Psicólogos monitoram tempo de tela de quase 300 mil crianças e descobrem “ciclo vicioso” alarmante

Psicólogos monitoram tempo de tela de quase 300 mil crianças e descobrem “ciclo vicioso” alarmante

10 de junho de 2025 0 Por redacao

De acordo com uma nova pesquisa, passar muito tempo usando telas pode causar dificuldades emocionais e comportamentais em crianças, fazendo com que elas passem mais tempo grudadas em seus dispositivos, criando um ciclo vicioso. A pesquisa conduzida pela Associação Americana de Psicologia e publicada no periódico Psychological Bulletin revisou e analisou 117 estudos separados envolvendo mais de 292 mil crianças com menos de 10 anos de todo o mundo.

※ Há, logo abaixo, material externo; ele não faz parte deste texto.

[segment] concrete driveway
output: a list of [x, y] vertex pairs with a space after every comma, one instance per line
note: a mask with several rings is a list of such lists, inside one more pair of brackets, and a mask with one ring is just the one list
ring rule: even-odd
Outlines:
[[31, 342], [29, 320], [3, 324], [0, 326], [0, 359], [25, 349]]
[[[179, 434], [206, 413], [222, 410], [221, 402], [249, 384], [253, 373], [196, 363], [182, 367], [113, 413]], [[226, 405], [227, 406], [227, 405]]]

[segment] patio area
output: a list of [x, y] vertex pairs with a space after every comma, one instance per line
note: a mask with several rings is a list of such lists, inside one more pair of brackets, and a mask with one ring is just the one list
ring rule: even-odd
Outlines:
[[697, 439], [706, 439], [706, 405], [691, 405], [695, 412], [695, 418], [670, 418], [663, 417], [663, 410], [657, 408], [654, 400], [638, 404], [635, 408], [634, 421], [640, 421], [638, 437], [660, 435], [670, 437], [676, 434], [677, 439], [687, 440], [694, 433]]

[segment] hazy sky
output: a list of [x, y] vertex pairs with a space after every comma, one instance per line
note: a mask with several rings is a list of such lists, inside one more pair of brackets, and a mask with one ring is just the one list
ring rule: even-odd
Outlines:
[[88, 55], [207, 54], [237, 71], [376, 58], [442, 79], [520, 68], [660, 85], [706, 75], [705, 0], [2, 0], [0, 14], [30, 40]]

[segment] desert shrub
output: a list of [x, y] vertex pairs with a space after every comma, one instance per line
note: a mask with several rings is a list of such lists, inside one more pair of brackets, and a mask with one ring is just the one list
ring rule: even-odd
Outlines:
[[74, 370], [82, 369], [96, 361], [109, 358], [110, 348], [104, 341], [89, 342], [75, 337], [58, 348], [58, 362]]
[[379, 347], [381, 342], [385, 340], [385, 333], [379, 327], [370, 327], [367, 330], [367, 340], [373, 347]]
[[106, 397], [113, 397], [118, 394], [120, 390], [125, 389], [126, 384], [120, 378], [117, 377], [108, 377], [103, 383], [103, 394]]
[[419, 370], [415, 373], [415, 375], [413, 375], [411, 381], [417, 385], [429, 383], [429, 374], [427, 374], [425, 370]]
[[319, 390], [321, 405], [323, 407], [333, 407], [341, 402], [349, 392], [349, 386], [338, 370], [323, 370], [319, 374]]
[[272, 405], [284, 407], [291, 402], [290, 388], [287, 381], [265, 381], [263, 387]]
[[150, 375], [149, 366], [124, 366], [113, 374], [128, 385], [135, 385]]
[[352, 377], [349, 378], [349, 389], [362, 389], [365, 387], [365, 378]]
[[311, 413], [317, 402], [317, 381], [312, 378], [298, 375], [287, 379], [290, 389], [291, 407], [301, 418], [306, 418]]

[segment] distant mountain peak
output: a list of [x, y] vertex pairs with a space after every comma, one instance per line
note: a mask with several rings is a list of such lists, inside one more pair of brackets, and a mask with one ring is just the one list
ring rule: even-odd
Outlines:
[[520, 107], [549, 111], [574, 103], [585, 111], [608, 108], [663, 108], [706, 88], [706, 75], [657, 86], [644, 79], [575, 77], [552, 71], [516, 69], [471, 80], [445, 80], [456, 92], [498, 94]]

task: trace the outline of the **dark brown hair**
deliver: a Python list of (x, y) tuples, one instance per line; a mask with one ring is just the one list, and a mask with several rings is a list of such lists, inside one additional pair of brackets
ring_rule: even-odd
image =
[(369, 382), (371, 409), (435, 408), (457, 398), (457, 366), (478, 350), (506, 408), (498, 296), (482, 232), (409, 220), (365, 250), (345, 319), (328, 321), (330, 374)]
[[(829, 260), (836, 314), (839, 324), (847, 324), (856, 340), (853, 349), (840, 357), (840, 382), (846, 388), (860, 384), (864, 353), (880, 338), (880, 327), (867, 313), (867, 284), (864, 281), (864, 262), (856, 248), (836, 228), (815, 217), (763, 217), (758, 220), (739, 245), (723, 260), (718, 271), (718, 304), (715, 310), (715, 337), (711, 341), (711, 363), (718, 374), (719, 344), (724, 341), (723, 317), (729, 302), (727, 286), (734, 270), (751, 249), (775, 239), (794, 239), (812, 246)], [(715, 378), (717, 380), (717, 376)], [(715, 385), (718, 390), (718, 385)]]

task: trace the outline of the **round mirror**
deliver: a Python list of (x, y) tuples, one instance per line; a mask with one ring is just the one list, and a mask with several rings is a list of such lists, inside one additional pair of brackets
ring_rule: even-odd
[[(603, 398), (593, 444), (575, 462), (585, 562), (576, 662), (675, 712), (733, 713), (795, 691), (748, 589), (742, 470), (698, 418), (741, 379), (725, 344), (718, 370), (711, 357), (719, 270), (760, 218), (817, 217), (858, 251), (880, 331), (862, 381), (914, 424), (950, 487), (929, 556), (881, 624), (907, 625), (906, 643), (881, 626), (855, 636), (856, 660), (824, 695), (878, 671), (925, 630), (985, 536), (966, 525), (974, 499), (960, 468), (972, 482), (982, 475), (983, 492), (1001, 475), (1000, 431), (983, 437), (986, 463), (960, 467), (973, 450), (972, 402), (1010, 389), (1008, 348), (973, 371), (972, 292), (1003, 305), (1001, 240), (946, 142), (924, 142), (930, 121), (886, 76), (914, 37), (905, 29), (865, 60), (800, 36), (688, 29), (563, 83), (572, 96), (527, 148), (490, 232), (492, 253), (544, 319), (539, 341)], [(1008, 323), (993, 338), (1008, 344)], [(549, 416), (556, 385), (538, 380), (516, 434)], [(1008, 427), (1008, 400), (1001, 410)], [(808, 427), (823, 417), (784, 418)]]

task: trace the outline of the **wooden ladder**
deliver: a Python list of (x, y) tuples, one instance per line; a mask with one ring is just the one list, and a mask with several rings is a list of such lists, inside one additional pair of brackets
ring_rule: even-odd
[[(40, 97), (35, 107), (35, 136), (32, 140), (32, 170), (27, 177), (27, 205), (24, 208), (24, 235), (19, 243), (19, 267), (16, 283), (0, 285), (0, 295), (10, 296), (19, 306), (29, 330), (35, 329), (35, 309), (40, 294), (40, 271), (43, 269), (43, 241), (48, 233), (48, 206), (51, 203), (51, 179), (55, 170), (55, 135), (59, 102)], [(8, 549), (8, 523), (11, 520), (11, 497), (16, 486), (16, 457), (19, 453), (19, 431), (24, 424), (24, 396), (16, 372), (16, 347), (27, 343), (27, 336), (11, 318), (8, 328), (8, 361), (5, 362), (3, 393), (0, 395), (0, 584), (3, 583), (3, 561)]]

Pesquisadores encontraram fortes evidências que ligam o uso excessivo de telas a uma série de problemas socioemocionais, incluindo ansiedade, depressão, agressão e baixa autoestima. “As crianças estão passando cada vez mais tempo em telas, para tudo, desde entretenimento até tarefas de casa e envio de mensagens para amigos”, disse o autor do artigo e professor de psicologia Michael Noetel, da Universidade de Queensland, Austrália, em um comunicado. “Descobrimos que o aumento do tempo de tela pode levar a problemas emocionais e comportamentais, e crianças com esses problemas geralmente recorrem às telas para lidar com a situação”, completa.

Noetel e seus colegas se concentraram em estudos que acompanharam crianças por um período de pelo menos seis meses, oferecendo uma visão mais aprofundada de como o uso de telas e a saúde emocional se conectam ao longo do tempo. Eles analisaram todos os tipos de atividades baseadas em telas — desde assistir TV e videogames até mídias sociais e trabalhos escolares online.

A maioria dos estudos na revisão foi dos Estados Unidos, mas os dados também vieram da Austrália, Canadá, Alemanha, Holanda e outros países. Em geral, surgiu uma tendência clara: quanto mais tempo as crianças passavam usando telas, maior a probabilidade de desenvolverem problemas emocionais ou comportamentais. Ao mesmo tempo, crianças que já enfrentavam dificuldades emocionais eram mais propensas a recorrer às telas, especialmente para jogos, como forma de lidar com a situação.

O padrão variou dependendo da idade e do gênero. Crianças de 6 a 10 anos pareciam mais vulneráveis ​​aos efeitos nocivos do tempo de tela do que aquelas de 0 a 5 anos. As meninas geralmente corriam maior risco de desenvolver problemas emocionais com o uso mais intenso de telas, enquanto os meninos eram mais propensos a aumentar o tempo de tela quando já enfrentavam tais desafios. O tipo de conteúdo também importava. Os jogos foram mais fortemente associados a resultados negativos do que o uso educacional ou recreativo de telas. Crianças com dificuldades socioemocionais foram especialmente atraídas pelos jogos como um mecanismo de enfrentamento.

Segundo Noetel, essas descobertas destacam a importância não apenas de limitar o tempo de tela, mas também de prestar atenção ao que as crianças estão fazendo diante delas e por quê. Ele sugeriu que os pais usem ferramentas como o controle parental, mas também estejam cientes de que crianças que usam telas com frequência podem precisar de apoio emocional, não apenas de regras mais rígidas.

“Este estudo abrangente destaca a necessidade de uma abordagem diferenciada para gerenciar o tempo de tela das crianças”, disse a autora principal e cientista de saúde Roberta Vasconcellos, da Universidade de New South Wales, em um comunicado. “Ao compreender a relação bidirecional entre o uso de telas e problemas socioemocionais, pais, educadores e formuladores de políticas podem apoiar melhor o desenvolvimento saudável das crianças em um mundo cada vez mais digital”, completou.

Como todos os estudos incluídos acompanharam crianças ao longo do tempo, a análise fornece evidências mais fortes de uma possível relação de causa e efeito entre o uso de telas e a saúde emocional do que estudos que oferecem apenas um panorama de um único momento. No entanto, Noetel alertou que outros fatores, como o estilo parental, ainda podem desempenhar um papel. “É o mais próximo que podemos chegar de uma evidência causal sem cortar telas aleatoriamente para milhares de crianças”, disse ele. “Mas, ainda assim, não podemos descartar completamente outros fatores — como o estilo parental — que podem influenciar tanto o uso de telas quanto os problemas emocionais”, reflete.